In 2003, during the tenure of India’s first BJP Prime Minister Atal Bihari Vajpayee, the ASI arranged for Hindus to perform puja every Tuesday, while Muslims offer namaz on Fridays. However, in May 2022, some Hindus petitioned the Madhya Pradesh High Court, seeking sole worship right on the site every day. Since the appearance of the idol, security around the monument has been increased.

This year, on January 29, Indresh Kumar, a top leader of the Rashtriya Swayamsevak Sangh (RSS), the BJP’s ideological parent organization, told Reuters that the people of India and the world should think about whether the structures at Varanasi, Mathura, and the one in Madhya Pradesh should be considered as mosques at all.

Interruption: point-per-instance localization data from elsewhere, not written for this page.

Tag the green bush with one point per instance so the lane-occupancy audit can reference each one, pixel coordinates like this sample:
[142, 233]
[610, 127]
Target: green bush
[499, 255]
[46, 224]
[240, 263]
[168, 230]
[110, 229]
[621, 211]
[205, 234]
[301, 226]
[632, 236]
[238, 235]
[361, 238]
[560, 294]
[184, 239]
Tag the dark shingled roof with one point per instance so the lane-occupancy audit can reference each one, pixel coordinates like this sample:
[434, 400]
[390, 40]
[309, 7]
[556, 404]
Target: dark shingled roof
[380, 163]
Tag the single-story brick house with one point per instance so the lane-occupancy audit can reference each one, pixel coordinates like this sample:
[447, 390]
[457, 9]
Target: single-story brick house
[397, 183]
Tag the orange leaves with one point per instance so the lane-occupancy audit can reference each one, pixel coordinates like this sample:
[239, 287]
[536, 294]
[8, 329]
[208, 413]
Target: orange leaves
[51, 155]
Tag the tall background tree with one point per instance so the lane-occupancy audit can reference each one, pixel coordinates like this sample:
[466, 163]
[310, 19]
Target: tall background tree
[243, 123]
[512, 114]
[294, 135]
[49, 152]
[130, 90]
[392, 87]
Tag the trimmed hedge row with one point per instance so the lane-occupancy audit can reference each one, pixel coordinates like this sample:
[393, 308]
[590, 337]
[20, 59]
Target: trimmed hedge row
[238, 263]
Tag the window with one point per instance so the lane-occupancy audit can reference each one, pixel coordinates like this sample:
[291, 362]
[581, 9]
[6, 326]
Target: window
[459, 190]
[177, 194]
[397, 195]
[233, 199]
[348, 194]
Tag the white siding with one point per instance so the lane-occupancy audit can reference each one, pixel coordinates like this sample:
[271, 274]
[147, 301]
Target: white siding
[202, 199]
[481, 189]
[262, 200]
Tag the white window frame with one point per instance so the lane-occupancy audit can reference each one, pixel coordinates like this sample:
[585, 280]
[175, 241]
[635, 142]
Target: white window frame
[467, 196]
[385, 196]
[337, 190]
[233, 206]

Nearly echoing him, on February 5, Govind Dev Giri Maharaj, the treasurer at the Sri Ram Janmabhoomi Trust that built and operates the Ram Temple in Ayodhya, said that Muslims should give up their claims over the Gyanvapi and Mathura mosques to resolve the dispute over religious sites amicably.

Muslim community leaders have mostly been guarded in their response, saying they had trust in the judicial system.

However, Asaduddin Owaisi, a prominent parliamentarian from the All India Majlis Ittehad e Muslimeen (AIMIM) party, which is based in south India, vowed that “The Muslim side will not concede any mosques to the Hindu side.”